# My wife is crazy??



## JE21 (Mar 13, 2013)

Hello, I wanted to write this to seek advice for my marriage and 3 month old son. I am 21 years old and she is 19. I know we are very young but we have been together for 2 years and married for 9 months, Had a child in December and he is 3 months old. Well, It all started about a week ago she was acting really strange all of the sudden. Hiding her phone, Texts, Emails, Facebook stuff. We both have each others passwords at this time. We used to check each others stuff all the time without care. So, I decided to get on hers and look to see what was going on. Well she told me her ex-boyfriend messaged her and I said okay, He said he wanted to be friends and I told her she shouldnt even be talking to him. Keep in mind this guy has cheated on her 3-4 times and has OD'ed on pills when she left him last.

So, when she kept acting weird. Being on her phone litterally 24/7 for a week I started asking questions and getting upset because of it. She wont get mad and say "There's nothing else to do!" Or something in the order of that. So I did more research on her things without her knowing, I found she has been talking to people telling them how can she file for temp custody of our child and that she doesnt love me anymore. So I asked her about it. Again she starts getting mad and screams and yells and doesnt talk about it. So I did more research to find that she used her old Myspace account to talk to her ex-boyfriend. They were talking about moving in with each other and taking my son from me. And that they loved each other, Also that they were meeting up.

Now, I got mad. So I brought the computer in and comfronted her about it. She got so mad she left to go to her moms. I kept the child because the police would not take him out of the home. She got mad and stayed. Then that night ( Keep in mind through all this everyday she would be happy and loving to me) she cried to me saying they are just friends and she wanted to talk it out and work on our marriage and problems. Well, She wont talk about it. She goes to her moms, And I let our son go with her. She said she would come home in a couple of days. So I said okay go take some time. Think about things. Well, Now she will not talk to me, Blocked me off the internet. Only texts me rarely. Mostly when I ask about our son. Then when I go over to get our son (Shes been gone 5 days now) I will ask her when she wants to talk about this, And she will give me a date or time And hug an kiss me and tell me she loves me.
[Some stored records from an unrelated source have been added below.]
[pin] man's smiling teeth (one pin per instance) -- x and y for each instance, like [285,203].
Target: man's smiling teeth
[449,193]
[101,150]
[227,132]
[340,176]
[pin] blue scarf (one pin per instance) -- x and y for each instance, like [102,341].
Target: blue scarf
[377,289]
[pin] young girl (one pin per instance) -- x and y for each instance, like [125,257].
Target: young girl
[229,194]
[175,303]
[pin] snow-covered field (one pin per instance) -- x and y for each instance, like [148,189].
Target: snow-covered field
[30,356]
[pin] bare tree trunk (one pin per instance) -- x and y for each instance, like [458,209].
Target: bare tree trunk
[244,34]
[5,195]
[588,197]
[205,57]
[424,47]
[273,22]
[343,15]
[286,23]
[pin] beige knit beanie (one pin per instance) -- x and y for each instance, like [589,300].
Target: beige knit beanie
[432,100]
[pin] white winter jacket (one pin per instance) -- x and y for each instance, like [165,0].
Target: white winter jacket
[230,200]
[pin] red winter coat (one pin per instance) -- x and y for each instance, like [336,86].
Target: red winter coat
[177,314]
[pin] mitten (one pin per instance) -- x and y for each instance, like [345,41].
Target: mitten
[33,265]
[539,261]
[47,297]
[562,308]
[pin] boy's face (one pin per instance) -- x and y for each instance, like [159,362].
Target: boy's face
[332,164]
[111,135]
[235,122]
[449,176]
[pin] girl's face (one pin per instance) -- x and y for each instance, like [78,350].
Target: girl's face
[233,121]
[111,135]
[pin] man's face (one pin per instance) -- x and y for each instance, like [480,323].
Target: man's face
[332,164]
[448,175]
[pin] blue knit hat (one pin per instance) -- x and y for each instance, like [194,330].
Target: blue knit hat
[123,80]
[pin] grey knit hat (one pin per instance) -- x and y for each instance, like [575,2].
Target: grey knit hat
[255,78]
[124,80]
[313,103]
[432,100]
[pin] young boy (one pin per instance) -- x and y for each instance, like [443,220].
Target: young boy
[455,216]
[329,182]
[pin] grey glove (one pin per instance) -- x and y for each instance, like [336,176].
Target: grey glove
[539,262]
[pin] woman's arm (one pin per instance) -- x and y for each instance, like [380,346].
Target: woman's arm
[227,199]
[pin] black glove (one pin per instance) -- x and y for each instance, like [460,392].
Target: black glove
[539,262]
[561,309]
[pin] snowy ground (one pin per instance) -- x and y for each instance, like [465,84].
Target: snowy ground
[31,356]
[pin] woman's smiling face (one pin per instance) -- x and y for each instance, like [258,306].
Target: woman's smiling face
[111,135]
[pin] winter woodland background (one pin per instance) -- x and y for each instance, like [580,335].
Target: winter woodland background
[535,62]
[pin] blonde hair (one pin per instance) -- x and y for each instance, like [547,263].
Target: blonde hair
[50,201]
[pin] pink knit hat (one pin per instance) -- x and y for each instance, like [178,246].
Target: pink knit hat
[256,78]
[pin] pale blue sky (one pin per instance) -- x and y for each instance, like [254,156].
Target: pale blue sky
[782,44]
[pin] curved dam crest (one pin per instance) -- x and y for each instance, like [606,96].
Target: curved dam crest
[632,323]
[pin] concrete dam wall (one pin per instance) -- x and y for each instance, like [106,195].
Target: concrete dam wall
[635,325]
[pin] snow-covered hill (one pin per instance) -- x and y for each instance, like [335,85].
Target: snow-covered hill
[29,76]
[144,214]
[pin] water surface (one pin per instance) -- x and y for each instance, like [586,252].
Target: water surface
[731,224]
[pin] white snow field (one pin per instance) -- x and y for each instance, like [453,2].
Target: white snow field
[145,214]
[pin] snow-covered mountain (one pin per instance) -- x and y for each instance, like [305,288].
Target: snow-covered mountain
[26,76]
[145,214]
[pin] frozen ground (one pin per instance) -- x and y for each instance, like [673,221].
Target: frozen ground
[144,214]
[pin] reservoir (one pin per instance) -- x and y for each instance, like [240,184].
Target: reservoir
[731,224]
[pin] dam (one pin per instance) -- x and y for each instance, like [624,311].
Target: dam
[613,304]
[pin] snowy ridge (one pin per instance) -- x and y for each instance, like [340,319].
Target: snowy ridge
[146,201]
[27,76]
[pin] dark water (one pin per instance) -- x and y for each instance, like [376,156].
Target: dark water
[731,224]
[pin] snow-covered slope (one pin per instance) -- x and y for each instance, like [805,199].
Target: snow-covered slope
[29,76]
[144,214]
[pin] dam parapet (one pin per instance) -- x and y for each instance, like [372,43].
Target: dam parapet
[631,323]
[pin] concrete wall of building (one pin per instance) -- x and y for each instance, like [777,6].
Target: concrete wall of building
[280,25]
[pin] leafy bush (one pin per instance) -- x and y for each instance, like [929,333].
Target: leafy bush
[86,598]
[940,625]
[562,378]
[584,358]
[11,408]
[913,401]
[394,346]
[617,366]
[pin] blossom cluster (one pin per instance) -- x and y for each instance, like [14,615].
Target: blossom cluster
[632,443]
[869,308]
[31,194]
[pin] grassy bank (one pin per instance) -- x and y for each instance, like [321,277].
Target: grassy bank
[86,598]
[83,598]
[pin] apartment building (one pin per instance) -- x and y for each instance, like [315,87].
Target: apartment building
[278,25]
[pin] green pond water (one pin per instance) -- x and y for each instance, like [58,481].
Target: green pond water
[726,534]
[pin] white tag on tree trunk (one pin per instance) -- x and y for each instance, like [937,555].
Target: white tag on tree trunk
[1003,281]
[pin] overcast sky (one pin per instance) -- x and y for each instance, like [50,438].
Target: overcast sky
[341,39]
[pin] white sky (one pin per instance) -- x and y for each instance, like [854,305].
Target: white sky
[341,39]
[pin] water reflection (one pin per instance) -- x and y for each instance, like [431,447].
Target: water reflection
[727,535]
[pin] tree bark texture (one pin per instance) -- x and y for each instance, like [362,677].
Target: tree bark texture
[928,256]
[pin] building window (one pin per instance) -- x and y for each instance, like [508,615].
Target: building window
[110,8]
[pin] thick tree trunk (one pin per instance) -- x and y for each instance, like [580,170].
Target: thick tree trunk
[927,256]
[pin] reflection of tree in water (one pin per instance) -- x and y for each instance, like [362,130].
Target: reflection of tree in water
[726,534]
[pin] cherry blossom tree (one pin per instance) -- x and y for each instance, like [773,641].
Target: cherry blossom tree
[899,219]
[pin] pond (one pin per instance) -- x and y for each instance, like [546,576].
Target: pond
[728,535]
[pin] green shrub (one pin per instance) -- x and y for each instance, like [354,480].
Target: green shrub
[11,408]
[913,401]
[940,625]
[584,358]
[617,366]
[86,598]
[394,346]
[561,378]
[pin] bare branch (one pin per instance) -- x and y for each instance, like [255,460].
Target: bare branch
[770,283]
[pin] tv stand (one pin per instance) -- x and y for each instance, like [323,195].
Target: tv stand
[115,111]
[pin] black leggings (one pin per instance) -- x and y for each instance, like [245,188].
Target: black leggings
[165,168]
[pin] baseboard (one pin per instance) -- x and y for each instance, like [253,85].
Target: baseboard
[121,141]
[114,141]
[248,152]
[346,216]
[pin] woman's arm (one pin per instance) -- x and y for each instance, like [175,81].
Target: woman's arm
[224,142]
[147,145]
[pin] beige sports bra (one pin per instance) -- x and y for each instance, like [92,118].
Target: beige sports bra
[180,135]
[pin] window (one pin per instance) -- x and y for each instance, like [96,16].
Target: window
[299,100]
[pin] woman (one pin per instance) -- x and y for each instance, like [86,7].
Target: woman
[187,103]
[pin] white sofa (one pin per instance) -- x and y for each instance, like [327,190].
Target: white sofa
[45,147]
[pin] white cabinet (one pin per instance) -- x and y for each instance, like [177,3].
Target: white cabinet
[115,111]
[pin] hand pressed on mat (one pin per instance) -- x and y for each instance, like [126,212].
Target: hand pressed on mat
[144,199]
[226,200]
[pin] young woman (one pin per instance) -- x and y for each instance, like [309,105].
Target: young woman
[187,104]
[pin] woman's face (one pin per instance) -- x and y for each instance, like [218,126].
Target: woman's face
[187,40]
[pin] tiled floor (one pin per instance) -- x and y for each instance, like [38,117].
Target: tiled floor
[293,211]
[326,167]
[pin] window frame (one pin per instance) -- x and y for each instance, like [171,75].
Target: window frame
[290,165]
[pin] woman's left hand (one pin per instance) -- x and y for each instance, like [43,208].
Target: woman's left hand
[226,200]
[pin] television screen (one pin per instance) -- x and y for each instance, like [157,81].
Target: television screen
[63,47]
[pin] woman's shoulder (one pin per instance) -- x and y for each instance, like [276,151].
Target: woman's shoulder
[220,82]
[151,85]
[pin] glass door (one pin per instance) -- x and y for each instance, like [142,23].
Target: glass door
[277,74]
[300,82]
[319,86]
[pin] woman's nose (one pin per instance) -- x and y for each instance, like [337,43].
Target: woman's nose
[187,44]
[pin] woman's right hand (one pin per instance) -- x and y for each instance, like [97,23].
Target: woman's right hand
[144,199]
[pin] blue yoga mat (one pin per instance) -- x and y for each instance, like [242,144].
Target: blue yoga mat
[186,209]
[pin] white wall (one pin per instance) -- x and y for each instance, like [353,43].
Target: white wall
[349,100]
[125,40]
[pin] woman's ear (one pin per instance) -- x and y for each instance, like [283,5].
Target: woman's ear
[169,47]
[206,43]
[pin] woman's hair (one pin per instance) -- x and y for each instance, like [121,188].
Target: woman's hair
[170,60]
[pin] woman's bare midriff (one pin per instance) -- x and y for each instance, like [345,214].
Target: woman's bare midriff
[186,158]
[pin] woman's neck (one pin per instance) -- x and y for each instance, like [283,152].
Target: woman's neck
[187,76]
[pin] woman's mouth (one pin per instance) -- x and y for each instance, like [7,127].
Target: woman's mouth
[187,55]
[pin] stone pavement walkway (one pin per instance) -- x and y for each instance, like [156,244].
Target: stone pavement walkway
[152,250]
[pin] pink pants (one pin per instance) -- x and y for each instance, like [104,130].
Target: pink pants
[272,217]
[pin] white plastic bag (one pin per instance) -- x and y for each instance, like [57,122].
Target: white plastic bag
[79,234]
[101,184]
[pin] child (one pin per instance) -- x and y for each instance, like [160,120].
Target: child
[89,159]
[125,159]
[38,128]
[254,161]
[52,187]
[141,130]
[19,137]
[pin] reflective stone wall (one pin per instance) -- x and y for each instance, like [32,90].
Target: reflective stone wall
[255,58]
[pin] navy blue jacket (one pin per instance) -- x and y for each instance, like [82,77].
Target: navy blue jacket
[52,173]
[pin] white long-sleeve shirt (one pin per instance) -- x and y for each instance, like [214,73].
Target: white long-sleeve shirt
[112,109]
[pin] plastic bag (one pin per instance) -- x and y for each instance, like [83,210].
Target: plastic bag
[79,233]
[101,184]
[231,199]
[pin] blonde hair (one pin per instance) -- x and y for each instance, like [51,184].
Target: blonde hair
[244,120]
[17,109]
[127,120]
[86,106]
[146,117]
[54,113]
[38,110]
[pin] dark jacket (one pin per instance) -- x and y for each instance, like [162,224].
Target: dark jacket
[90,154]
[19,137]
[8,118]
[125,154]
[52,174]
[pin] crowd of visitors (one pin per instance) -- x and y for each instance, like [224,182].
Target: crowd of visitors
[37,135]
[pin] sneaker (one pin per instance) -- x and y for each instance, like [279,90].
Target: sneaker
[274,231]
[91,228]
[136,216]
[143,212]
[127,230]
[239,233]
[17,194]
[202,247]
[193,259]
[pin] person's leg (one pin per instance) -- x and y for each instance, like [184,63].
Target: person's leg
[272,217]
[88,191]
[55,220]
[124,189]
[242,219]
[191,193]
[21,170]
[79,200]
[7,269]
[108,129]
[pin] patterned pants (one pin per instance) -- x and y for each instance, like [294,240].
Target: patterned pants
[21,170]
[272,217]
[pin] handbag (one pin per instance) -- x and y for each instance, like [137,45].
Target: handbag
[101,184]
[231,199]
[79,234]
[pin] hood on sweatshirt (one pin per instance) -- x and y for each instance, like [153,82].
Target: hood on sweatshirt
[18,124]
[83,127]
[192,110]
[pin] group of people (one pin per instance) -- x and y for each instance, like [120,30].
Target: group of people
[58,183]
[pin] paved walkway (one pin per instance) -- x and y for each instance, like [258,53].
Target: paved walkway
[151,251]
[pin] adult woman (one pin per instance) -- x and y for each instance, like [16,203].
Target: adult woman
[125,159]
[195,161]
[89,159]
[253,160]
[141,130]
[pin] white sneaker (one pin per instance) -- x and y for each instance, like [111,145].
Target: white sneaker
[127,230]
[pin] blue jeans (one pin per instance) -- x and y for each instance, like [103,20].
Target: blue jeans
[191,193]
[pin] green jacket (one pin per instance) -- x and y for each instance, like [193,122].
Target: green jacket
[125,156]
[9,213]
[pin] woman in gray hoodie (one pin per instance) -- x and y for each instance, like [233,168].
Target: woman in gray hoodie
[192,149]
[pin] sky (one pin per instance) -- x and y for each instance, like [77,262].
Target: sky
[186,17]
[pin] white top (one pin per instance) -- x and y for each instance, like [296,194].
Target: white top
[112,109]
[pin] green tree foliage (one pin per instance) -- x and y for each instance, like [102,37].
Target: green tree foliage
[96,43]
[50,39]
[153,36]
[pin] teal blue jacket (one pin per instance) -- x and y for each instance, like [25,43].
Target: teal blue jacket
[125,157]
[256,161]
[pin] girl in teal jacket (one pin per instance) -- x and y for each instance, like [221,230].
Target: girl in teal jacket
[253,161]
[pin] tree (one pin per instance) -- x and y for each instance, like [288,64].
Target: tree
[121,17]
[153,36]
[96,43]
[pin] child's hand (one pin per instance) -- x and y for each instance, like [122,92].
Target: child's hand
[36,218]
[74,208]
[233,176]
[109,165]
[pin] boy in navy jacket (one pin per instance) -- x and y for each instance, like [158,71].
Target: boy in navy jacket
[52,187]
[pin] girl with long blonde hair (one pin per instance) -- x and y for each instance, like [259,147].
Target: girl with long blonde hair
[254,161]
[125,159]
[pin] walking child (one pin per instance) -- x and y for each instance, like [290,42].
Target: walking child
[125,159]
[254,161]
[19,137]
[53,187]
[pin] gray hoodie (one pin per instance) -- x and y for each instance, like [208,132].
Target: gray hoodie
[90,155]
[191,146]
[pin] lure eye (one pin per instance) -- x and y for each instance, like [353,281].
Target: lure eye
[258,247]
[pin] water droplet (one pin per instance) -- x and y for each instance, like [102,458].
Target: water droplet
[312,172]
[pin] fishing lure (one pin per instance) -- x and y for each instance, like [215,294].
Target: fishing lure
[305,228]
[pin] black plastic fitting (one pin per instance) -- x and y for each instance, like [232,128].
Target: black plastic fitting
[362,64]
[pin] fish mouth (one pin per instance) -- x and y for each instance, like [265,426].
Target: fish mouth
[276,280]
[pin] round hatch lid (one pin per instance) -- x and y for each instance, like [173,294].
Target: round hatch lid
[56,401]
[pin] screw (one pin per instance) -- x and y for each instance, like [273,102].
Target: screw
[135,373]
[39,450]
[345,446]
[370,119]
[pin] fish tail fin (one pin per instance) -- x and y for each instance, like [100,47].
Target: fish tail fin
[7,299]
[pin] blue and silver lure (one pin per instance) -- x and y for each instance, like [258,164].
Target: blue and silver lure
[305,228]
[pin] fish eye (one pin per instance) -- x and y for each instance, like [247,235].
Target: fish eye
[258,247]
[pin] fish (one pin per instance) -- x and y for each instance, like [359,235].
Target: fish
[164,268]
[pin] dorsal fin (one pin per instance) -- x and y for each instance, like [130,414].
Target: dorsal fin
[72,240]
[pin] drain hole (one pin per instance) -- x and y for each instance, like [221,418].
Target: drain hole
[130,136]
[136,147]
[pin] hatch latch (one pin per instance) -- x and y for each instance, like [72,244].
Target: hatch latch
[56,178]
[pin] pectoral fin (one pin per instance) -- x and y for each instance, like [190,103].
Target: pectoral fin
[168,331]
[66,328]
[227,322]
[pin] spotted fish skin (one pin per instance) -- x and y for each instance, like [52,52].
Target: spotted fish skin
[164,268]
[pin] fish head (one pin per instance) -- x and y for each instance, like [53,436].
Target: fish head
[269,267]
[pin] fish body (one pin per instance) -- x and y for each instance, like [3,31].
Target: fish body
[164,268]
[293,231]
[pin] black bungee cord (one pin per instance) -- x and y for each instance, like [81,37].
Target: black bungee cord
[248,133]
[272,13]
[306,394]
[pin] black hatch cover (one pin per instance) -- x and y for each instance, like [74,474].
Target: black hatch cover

However, Everytime that time comes to talk she will make up an excuse and lie to me constantly. Even her mom is now lying for her. She told my mom she was confused and needed help. But now everyone that tries to help her she will block them out of her life. I seen her exs car in their driveway and I went to see if she was home and said it was her little sisters friend. (Which is 13) And I already knew who it was cause I seen him. Now she is acting like a teenager, An is not thinking of her son. When I have him she wont text or call not even to see how he is doing. When she has him I call or text every couple of hours to see how he is doing. She turned into a completely different person. Now I believe she is filing for divorse and custody but I am not 100% sure. I have tried everything to fix this. Litterally everything. But it seems she doesnt care. I offered marriage couseling but she said she doesnt want to talk to someone. 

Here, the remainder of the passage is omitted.